In Zero budget natural farming Jeevamrutha, Beejamrutha, Achhadana, Whapassa are important concepts.
Jeevamrutha is a mixture of cow dung, cow urine, jaggery, pulse flour, water and soil, which can be used in place of chemical fertilizers for adding nutrients in the soil and catalyzing the microbial activities in the soil. It is found that the soil system will become self-sustaining in three years of time period, if about 200 litres of Jeevamrutha is spread twice a month on a piece of one acre of land.
The Beejamrutha is the process for seed treatment which is important for seed germination. Actually during seed germination some disease may attack in the germination stage. The seeds are soaked with Beejamrutha, which is a mixture of cow urine, cow dung, water and soil, to control the seed’s disease and to increase the seed germination. Another mixture of pulp, neem leaves and green chillies and tobacco is used as an insecticide.
Achhadana which is the process of mulching, where farm ground is covered by cover crops and crop residues to conserve the soil moisture, improve fertility and health of the soil and to reduce the growth of weeds.
Whapassa is a soil micro climatic condition in which roots and soil organisms can live safely due to the availability of adequate water and air. Hence the concept here is to reduce irrigation, irrigating only at noon and at alternate furrows. Hence deep ploughing and intensive irrigation is not promoted in zero budget natural farming.
Apart from those mentioned above, the intercropping, mixed cropping, crop rotation, contours and bunds are also important principles of Zero Budget Natural Farming.
Andhra Pradesh government in 2018 citing the benefits of zero budget natural farming role.in ambitious plan to become India’s first state to practice 100% natural farming by 2024.

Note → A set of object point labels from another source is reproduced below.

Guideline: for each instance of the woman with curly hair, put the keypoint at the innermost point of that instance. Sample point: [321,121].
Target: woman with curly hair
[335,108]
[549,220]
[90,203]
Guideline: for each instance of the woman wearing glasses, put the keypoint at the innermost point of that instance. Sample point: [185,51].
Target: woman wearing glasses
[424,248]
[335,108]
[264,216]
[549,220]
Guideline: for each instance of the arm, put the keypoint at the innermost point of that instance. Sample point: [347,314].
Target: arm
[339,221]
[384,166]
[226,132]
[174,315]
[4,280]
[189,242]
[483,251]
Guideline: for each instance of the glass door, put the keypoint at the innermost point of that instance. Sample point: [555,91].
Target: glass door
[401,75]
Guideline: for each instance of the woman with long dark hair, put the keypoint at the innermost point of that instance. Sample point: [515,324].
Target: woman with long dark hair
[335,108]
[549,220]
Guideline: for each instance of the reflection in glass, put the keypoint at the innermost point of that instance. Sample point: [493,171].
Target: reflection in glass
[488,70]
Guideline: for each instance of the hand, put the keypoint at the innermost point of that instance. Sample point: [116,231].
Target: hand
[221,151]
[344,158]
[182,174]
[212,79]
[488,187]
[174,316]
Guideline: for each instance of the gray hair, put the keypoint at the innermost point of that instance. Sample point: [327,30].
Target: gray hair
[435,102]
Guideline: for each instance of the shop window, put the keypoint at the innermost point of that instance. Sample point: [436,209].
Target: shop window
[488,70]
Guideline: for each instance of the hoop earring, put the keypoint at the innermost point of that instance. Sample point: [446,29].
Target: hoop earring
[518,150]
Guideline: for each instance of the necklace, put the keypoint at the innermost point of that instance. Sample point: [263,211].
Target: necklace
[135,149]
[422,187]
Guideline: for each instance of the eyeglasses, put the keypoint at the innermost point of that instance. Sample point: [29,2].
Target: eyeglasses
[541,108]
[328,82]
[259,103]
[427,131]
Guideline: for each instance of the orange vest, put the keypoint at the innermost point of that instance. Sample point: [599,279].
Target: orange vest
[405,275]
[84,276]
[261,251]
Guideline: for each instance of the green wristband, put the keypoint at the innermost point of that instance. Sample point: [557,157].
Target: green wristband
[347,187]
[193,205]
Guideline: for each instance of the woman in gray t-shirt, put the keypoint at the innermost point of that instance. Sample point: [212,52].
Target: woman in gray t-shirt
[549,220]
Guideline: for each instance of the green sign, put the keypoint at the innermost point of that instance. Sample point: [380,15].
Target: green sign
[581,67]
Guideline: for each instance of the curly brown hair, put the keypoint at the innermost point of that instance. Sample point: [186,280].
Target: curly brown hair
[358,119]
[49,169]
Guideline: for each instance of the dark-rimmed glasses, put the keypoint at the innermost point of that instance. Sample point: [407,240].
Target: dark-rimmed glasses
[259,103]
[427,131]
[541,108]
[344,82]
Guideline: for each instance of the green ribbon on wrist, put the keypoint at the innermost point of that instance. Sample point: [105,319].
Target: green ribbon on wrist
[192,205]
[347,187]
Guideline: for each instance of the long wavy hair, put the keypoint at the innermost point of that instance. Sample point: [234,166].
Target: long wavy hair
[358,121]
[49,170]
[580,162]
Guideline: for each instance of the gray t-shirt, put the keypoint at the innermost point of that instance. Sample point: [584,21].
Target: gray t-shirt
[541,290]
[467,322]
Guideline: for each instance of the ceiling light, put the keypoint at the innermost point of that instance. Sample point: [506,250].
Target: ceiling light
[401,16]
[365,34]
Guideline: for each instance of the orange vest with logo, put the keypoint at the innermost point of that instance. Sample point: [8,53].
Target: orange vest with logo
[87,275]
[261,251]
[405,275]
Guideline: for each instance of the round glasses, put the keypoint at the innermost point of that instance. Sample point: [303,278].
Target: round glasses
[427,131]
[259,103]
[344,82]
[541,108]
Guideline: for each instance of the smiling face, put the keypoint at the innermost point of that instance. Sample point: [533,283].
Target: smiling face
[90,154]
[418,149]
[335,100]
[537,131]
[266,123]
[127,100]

Conclusions: The external production cost in Zero Budget Natural Farming is zero or very low. This farming system requires no monetary commitment on the part of the farmer for the procurement of seeds, fertilizers, and plant safety chemicals. Natural Farming products are of high quality, have a pleasant flavor, and produce a higher yield. ZBNF is heavily reliant on its four wheels. It is important to understand the relationships of different components in a given environment when monitoring pests in ZBNF. This farming method would have a positive impact on all the natural resources of our environment, soil, and human health, as well as the purity of groundwater. Sustainable land resource management is also a critical factor in reducing the pressures on all-natural resources and ensuring long-term crop production.
Key Take Aways:
The pioneer of zero budget natural farming suggested that one can earn an income of 6 Lakhs rupees per acre in irrigated areas and income of 1.5 Lakh rupees per acre in non irrigated areas.
In zero budget natural farming the major feature is that the cost of production is zero and farmers do not have to buy any inputs.

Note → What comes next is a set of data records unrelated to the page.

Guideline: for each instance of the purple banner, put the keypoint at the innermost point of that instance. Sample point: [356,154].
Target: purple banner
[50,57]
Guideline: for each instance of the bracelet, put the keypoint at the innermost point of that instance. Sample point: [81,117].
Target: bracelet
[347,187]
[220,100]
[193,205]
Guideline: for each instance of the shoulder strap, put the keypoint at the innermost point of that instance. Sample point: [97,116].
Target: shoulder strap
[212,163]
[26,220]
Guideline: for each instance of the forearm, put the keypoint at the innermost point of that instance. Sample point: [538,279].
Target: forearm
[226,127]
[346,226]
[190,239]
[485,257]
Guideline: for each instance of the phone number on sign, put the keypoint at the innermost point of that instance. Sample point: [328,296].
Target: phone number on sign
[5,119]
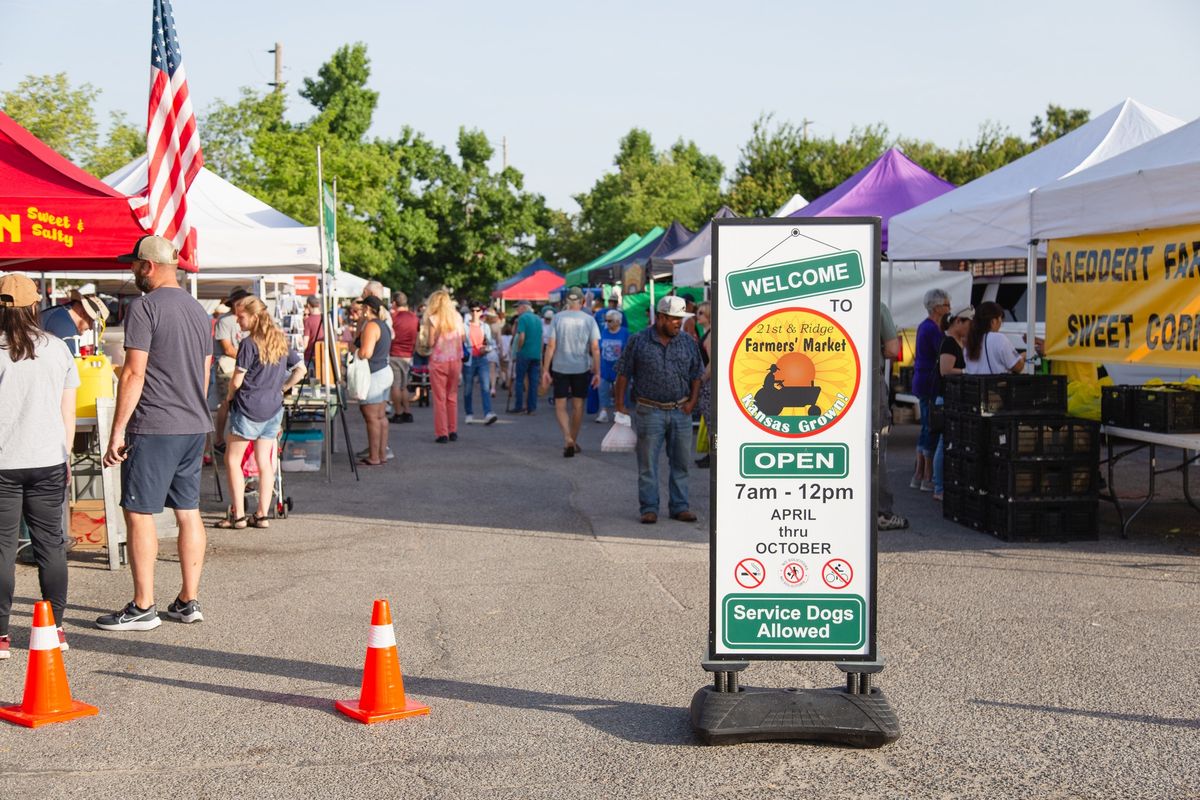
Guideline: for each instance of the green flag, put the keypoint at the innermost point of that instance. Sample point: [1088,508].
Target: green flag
[330,216]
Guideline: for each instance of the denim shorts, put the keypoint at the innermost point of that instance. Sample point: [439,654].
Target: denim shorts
[162,469]
[244,427]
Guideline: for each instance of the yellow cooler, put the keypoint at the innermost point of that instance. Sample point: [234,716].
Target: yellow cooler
[95,380]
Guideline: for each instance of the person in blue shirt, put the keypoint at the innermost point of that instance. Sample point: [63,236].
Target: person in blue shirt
[612,343]
[72,319]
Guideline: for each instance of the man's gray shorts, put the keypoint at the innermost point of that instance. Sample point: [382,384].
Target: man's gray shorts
[401,368]
[162,469]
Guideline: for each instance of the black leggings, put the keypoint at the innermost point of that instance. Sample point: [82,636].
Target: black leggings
[36,494]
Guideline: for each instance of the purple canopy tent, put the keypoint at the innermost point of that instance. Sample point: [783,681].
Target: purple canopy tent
[889,185]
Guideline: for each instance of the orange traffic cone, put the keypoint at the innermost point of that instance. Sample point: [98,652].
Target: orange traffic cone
[383,686]
[47,695]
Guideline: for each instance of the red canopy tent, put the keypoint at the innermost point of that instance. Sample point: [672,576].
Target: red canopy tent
[535,286]
[53,215]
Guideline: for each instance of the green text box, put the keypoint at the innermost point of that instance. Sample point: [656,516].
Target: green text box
[795,461]
[791,280]
[795,621]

It uses only 10% of the water used in the conventional method.
It also promotes the use of local Indian breeds of cow for 30 acres of land, which could be profitable to farmers.
It can certainly increase the farmer’s income and can stop the migration from villages to cities.
It covers all kinds of agro climatic areas and is suitable for all kinds of crops.
It can ease out the debt pressure on the farmers as they don’t need to take loans from the banks or or money lenders.